We’re excited to introduce you to the always interesting and insightful Ada Goldfeld. We hope you’ll enjoy our conversation with Ada below.
Alright, Ada thanks for taking the time to share your stories and insights with us today. We’d love to hear about the things you feel your parents did right and how those things have impacted your career and life.
My parents are both mathematicians. From afar, their path might seem like the total opposite of my own career as a painter. But on a day-to-day level, being a mathematician means working through abstract ideas, alone, which in many ways is similar to a studio practice. My parents modeled what it means to fully immerse yourself in a project and to dedicate unending time trying to resolve a problem at hand.
My parents also realized my love of art from a young age, and I am extremely grateful that they made a concerted effort to visit museums with me. I now realize how lucky I was, having grown up in northern New Jersey, to have been able to frequent museums around New York City throughout my childhood. But the real luck was having parents who encouraged and facilitated these trips—and who waited patiently while I spent hours drawing in museum galleries!

Great, appreciate you sharing that with us. Before we ask you to share more of your insights, can you take a moment to introduce yourself and how you got to where you are today to our readers.
I am a painter, currently working out of a studio in Ridgewood, New York. As an undergraduate, I studied painting, as well as art history and religious studies. I took several years after college to figure out what to do next. During this time, I considered pursuing academic graduate programs, but I realized that if I were to go in this direction, my art practice would become a hobby, or a side project, and I couldn’t imagine a future in which painting was not my focus. I decided to apply to MFA programs and fully immerse myself in my studio.
Since graduating, I have also dedicated myself to teaching college and graduate level painting and drawing classes. I enjoy teaching for many reasons. Overall, it is a joy to getting to watch and help others figure out their own approaches as artists. I also feel fortunate to be surrounded by people—both students and colleagues—who are constantly thinking critically about art. My own work benefits from being a part of this environment.

Can you share a story from your journey that illustrates your resilience?
That’s a good question! Let’s see…historically, painting has “died” many times. Critics have questioned the relevancy of the age-old medium over and over again. When I was in college, representational painting was especially dead. There was a push in the art world against representational and figurative painting, which were deemed less interesting than more complicated, abstract visual languages. Nevertheless, I was interested in painting people and objects, so I kept doing it, no matter how many people told me I shouldn’t.
Over the last decade, representational painting has been reborn. Painting figures, still lifes, interiors—it’s all trendy again. It has been so invigorating to watch the art world shift, and to feel like my interests are now taken seriously. I’m glad that I held true to my own convictions as a student, rather than bending to what was considered relevant at the time.

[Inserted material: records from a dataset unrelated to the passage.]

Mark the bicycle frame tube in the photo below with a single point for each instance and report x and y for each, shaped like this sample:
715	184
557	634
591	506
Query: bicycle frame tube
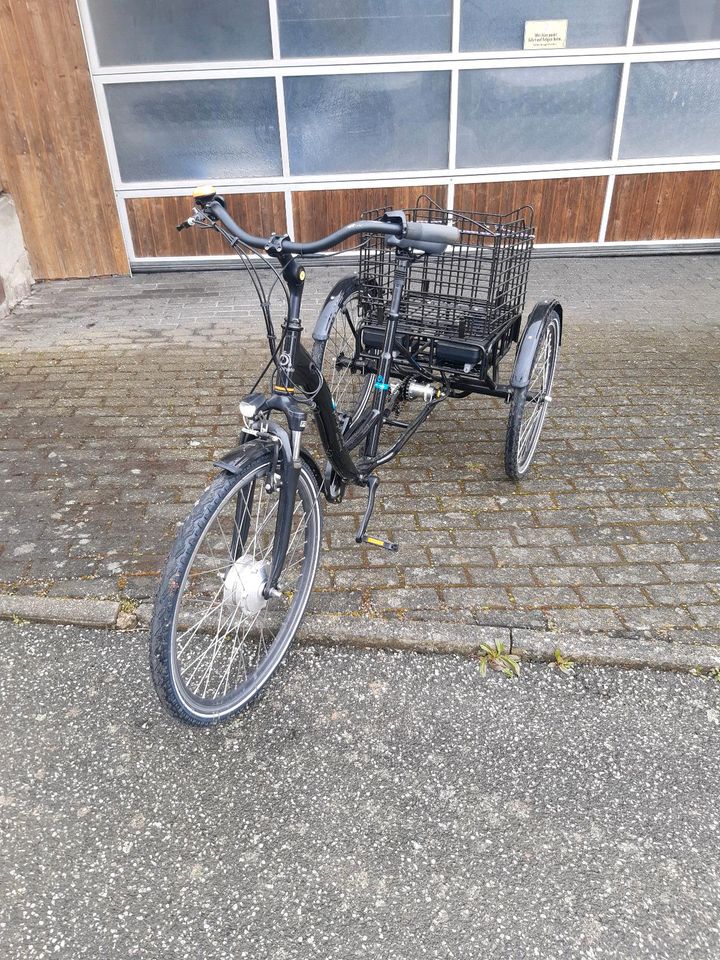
295	368
382	382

Is there mission driving your creative journey?
In my paintings, I’m interested in depicting quiet, mundane moments that appear banal, but are emotionally, and often politically, charged. Over the past few years, I have been painting scenes from domestic spaces—books splayed out on a desk, windowsills inhabited by plants, a box of crayons threatening to fall off of a table. I am interested in how these spaces teeter between very different emotional states. They can at once feel ordered and unkempt, spacious and cramped, warm and cold, or secure and on edge. I am concerned by how women find themselves relegated to these spaces, perhaps as comfortable here as they are burdened or trapped. I hope for my paintings to reveal these complicated feelings.